Thomas Was Alone is an indie puzzle platform game that came out not too long ago (also available on the PS Vita). The basic summary of the game is that it is set in a computer program of a sort a glitch or error has occurred to cause certain pieces of the program to become sentient with personalities. These personalities all have a name and each have a unique ability about them. Together they must work to get through different levels while exploring themselves and their own existence.
During most of the levels there is a narrator who is quite similar to style and speech to that of Little Big Planet. It doesn’t detract from game play at all, and there are even a few text from the “creators” of the program that talk about why or how these glitches came about. I mentioned that each ‘player’ piece has a different ability to them, all the pieces by the way are different colored polygons which is the only way to tell the apart.

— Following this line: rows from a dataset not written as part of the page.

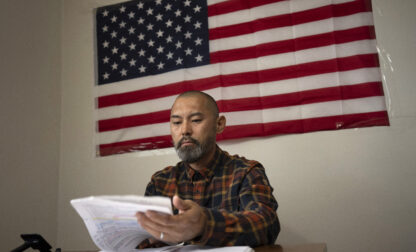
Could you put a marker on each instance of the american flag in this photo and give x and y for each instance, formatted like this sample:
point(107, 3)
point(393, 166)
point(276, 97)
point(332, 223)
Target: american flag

Without giving too much away I’ll just mention a few abilities. All the characters can jump and move left to right, however one can jump extremely high while another due to his small size can move to areas the others cannot. Another can float in water, which destroys all the other colored pieces.
Each level isn’t too terribly hard to figure out- though this doesn’t mean they are always quick. Often you have to do some back and forth work to get all the pieces where you need them to go, often the ‘end’ spaces are in different locations. There are moving parts, buttons, platforms to reach, that all make you work your brain on how to use each unique character. I really enjoyed this game, though the music could be a bit ear piercing at times and get on my nerves but that’s just a personal repetition thing. The only other problem I had was jumping, it took a while to get the hang of it-and often the mishap of jumping caused death. Which brings me to one of the nicer points of the game-dying. Dying doesn’t retract points-for there are none! You don’t get punished for it and it’s actually kind of pretty when you die-you break into a bunch of pieces. There are respawn areas in some levels which make it nice so you can get back up to it quickly. There are other levels though where you do have to start all over again, but as I mentioned before none of the levels are too tough-nor too long.
The simplicity of this game makes it enjoyable to play, learning about each little polygons personality and how they play into the story, as well as the story line itself (which I won’t mention anymore of because it’ll give it away). If you like puzzle platforming games I suggest this one to you. It’s not as complicated as say Braid-which is wonderful in its own way, but not so simple that you get bored either. I give this two thumbs up, and even maybe worth a replay or two.